Quatro números, nessa ordem:

  1. Custo por contato. Sai da plataforma.
  2. Taxa de comparecimento. Dos contatos, quantos apareceram na loja.
  3. Taxa de fechamento. Das visitas, quantas viraram venda.
  4. Custo por veículo vendido. É o número que interessa ao dono.
Custo por venda = custo por contato ÷ (comparecimento × fechamento)

Se o contato custa R$ 60, metade aparece e um terço das visitas fecha, cada venda custou R$ 360 em mídia. Contra a margem de um veículo, essa conta costuma fechar com folga. E quando não fecha, o número mostra exatamente onde arrumar: se o comparecimento está baixo, o problema é o agendamento, não a campanha.

Onde a maior parte da verba se perde

  • Demora na resposta.

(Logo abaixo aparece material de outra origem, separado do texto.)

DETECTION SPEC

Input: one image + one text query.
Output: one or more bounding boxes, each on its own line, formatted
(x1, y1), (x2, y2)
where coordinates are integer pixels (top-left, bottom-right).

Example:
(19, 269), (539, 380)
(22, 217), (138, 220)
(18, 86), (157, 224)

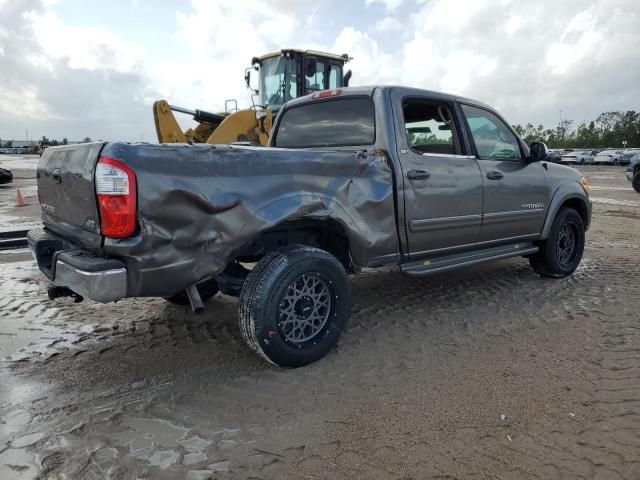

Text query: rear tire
(529, 208), (585, 278)
(239, 246), (350, 368)
(165, 279), (220, 305)
(631, 170), (640, 193)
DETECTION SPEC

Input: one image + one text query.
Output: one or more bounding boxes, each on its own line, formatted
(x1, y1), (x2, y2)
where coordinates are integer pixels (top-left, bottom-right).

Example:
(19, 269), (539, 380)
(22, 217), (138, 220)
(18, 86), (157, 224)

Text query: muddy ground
(0, 162), (640, 480)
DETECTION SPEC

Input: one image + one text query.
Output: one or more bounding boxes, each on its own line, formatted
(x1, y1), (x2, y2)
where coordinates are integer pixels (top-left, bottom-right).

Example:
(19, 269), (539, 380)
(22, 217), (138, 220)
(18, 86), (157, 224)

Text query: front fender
(540, 182), (591, 240)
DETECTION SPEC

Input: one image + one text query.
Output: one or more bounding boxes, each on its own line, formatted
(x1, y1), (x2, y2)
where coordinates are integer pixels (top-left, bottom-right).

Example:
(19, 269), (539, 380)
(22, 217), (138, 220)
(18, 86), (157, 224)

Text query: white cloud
(365, 0), (404, 10)
(372, 17), (402, 33)
(0, 0), (640, 140)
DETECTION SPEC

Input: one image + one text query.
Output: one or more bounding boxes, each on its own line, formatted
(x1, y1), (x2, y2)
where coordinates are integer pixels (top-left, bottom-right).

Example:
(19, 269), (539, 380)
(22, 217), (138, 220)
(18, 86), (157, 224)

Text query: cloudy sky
(0, 0), (640, 141)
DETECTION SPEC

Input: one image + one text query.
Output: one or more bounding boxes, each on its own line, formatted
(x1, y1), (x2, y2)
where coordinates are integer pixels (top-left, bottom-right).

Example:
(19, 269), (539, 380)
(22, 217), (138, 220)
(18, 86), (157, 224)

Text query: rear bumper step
(27, 229), (127, 303)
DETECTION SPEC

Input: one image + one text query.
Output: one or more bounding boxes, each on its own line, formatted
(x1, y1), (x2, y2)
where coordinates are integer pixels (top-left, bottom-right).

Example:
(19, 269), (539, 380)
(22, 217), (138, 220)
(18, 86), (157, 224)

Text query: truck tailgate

Contato de carro tem validade curta. A pessoa mandou mensagem para três lojas.
  • Contato que não vira agendamento. Responder "temos sim, venha conhecer" não agenda nada. Oferecer dia e hora, sim.
  • Estoque desencontrado entre anúncio e loja.
  • Verba concentrada em um modelo só. Quando ele vende, a campanha inteira perde o objeto.

Como a gente opera isso

Cuidamos da mídia do Grupo Sponchiado, o maior grupo de concessionárias Chevrolet do Sul do Brasil, com lojas espalhadas pelo Rio Grande do Sul. Operação multiloja tem um desafio extra: cada unidade tem estoque, público e região próprios, e ao mesmo tempo o grupo precisa comparar as lojas com o mesmo critério. É esse equilíbrio que a gente monta. Se você tem uma loja ou uma rede, vamos olhar os seus números.

Perguntas frequentes

Qual a melhor plataforma para anunciar carros?

As duas se completam. A busca do Google captura quem já procura um modelo e está perto de decidir. O Meta cria demanda com vitrine de estoque e oferta para público local.

Devo colocar o preço no anúncio de veículo?

Sim. Anúncio sem preço gera muito contato que começa e termina perguntando o valor. Com preço na tela, quem chama já aceitou a faixa e a conversa começa adiantada.

Como saber se o investimento em anúncio está valendo?

Multiplique a taxa de comparecimento pela de fechamento e divida o custo por contato pelo resultado. Isso dá o custo por veículo vendido, que é o número que se compara com a margem.

Quantos leads uma concessionária precisa por mês?

Depende da taxa de comparecimento e de fechamento da loja. Com metade dos contatos comparecendo e um terço das visitas fechando, cada venda consome cerca de seis contatos.